[rbanffy]

> Lots of people think GPUs can only do floating point math.

IIRC, every Raspberry Pi is brought up by the GPU setting up the system before the CPU is brought out of reset and the bootloader looks for the OS.

> it is a travesty to persist with the "offloading to accelerator" model.

Operating systems would need to support heterogeneous processors running programs with different ISAs accessing the same pools of memory. I'd LOVE to see that. It'd be extremely convenient to have first-class processes running on the GPU MIMD cores.

I'm not sure there is much research done in that space. I believe IBM mainframe OSs have something like that because programmers are exposed to the various hardware assists that run as coprocessors sharing the main memory with the OS and applications.

[als0]

> I'm not sure there is much research done in that space.

There is. And the finest example I can think of is Barrelfish https://barrelfish.org

[rbanffy]

Interesting - it resembles a network of heterogeneous systems that can share a memory space used primarily for explicit data exchange.
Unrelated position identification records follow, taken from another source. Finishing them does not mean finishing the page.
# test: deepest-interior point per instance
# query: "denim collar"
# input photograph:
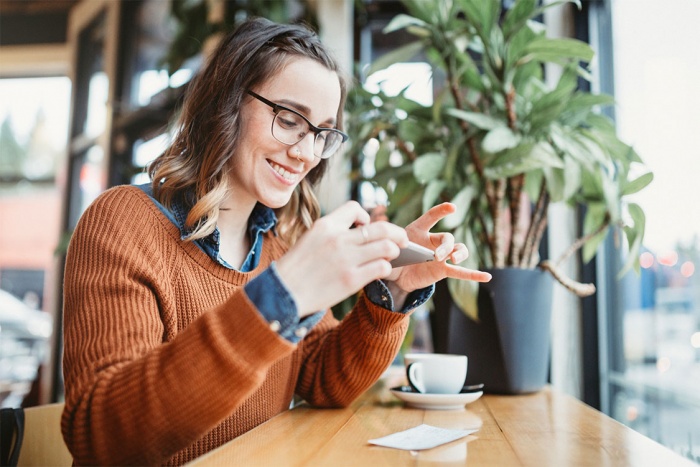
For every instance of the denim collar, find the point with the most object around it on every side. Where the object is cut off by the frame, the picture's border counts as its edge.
(261, 220)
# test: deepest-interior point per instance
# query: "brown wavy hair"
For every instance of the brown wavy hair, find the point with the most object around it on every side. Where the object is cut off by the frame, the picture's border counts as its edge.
(208, 129)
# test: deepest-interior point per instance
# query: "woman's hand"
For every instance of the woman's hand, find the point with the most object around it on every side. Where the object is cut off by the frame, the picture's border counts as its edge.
(332, 261)
(418, 276)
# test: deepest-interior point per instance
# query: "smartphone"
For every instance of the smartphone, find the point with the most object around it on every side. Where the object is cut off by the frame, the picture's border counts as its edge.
(413, 254)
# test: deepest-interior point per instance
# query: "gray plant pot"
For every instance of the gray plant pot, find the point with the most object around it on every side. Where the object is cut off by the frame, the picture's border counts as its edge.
(509, 348)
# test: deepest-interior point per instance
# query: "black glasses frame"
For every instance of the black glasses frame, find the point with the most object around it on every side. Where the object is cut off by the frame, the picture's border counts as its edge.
(276, 108)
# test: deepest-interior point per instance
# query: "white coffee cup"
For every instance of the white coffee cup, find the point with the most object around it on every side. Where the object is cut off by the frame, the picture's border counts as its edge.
(432, 373)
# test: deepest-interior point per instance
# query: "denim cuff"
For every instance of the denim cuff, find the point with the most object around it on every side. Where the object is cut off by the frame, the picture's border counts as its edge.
(277, 306)
(378, 293)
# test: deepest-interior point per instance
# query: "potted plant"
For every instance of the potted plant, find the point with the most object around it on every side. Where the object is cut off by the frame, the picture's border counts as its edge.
(502, 144)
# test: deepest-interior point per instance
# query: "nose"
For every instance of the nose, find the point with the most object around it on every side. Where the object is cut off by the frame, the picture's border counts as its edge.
(304, 149)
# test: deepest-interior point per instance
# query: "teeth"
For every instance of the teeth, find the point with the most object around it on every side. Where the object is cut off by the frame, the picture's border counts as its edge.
(283, 172)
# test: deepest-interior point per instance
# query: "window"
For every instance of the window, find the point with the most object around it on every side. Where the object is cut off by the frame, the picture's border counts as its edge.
(651, 363)
(33, 135)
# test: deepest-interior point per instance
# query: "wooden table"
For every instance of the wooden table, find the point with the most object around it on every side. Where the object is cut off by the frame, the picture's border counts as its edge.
(547, 428)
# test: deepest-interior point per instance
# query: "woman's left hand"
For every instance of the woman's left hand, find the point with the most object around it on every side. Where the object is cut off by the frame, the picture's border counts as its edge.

Not quite what I was imagining, but probably much simpler to implement than a Unix where the kernel can see processes running on different ISAs on a shared memory space.

I guess hardware availability is an issue, as there aren't many computers with, say, an ARM, a RISC-V, an x86, and an AMD iGPU sharing a common memory pool.

OTOH, there are many where a 32-bit ARM shares the memory pool with 64-bit cores. Usually the big cores run applications while the small ARM does housekeeping or other low-latency task.

[als0]

> Not quite what I was imagining, but probably much simpler to implement than a Unix where the kernel can see processes running on different ISAs on a shared memory space.

Indeed. The other argument is that treating the computer as a distributed system can make it scale better to say hundreds of cores compared to a lock-based SMP system.

[rbanffy]

> treating the computer as a distributed system

Sure, but where's the fun in that?

Up to GPGPUs, there was no reason to build a machine with multiple CPUs of different architectures except running different OSs on them (such as the Macs, Suns and Unisys mainframes with x86 boards for running Windows side-by-side with a more civilized OS). With GPGPUs you have machines with a set of processors that are good on many things, but not great at SIMD and one that's awesome at SIMD, but sucks for most other things.

And, as I mentioned before, there are lots of ARM machines with 64-bit and ultra-low-power 32-bit cores sharing the same memory map. Also, even x86 variants with different ISA extensions can be treated as different architectures by the OS - Intel had to limit the fast cores of its early asymmetric parts because the low-power cores couldn't do AVX512 and OSs would not support migrating a process to the right core on an invalid instruction fault.

[saagarjha]

The problem is that GPUs are kind of bad at being general-purpose, so it doesn't really make sense to expose the hardware that way.

[rbanffy]

If the OS supports it, you can make programs that start threads on CPUs and GPUs and let those communicate. You run the SIMD-ish functions on the GPUs and the non-SIMD-heavy functions on the CPU cores.

I have a strong suspicion GPUs aren't as bad at general-purpose stuff as we perceive and we underutilize them because it's inconvenient to shuttle data over an architectural wall that's not really there in iGPUs.

Maybe it doesn't make sense, but it'd be worth looking into just to know where the borders of the problem lie.

[saagarjha]

Nah, they're pretty bad. They don't speculate or prefetch nearly as well as CPUs, and most code kind of relies on that to be fast. If you are programming for a GPU and you want to go fast you generally have to work quite hard for it.